Says Chris Daily of the Anthrax Gallery: “I can remember weird moments like poking my friend Spazz in the eye with my thumb while stage diving to 7 Seconds, or the singer of FANG spitting on the ceiling and it hanging down two feet before finally dropping to the floor of the stage.”

This is the story of a combined art space and punk club in a grimy neighborhood of Stamford, Conn., which began with brothers Brian and Shaun Sheridan and a space rented for $400 a month. Inspired by the early ’80s punk scene in New York, wanting to build on it for the suburban crowd in Connecticut that would’ve otherwise missed out, the brothers developed a small group of supporters and in 1983 held a benefit show at nearby venue Pogo’s (with bands like Agnostic Front, Hose, CIA and Violent Children) in order to replace their early gallery space with a TV repair shop that would serve as a bona fide venue; bigger, better than the initial word-of-mouth effort. Amusing, then, is the story of the transition to a 4,400 square foot space in Norwalk, where there’d be a run-in with Mark E. Smith and an unexpected straight edge movement.

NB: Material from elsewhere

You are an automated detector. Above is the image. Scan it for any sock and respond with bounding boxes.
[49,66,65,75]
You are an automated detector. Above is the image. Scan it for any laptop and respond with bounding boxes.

Everybody’s Scene is nostalgic in the way We Got the Neutron Bomb is toward the Masque, of 1970’s Los Angeles, or in the way some local weeklies will glorify venues like a pre-No Age version of the Smell. The exciting aspect of it, even if you weren’t there – which you likely weren’t, unless you lived near Stamford in the early 1980s – is the shoddy photography, no doubt taken on a whim of bands like 7 Seconds, Channel 3 and Descendents, and the budding scene of locals, more small town than punk rock at first glance. The imagery does well to support a statement in the book’s preface: “Nobody’s an island.”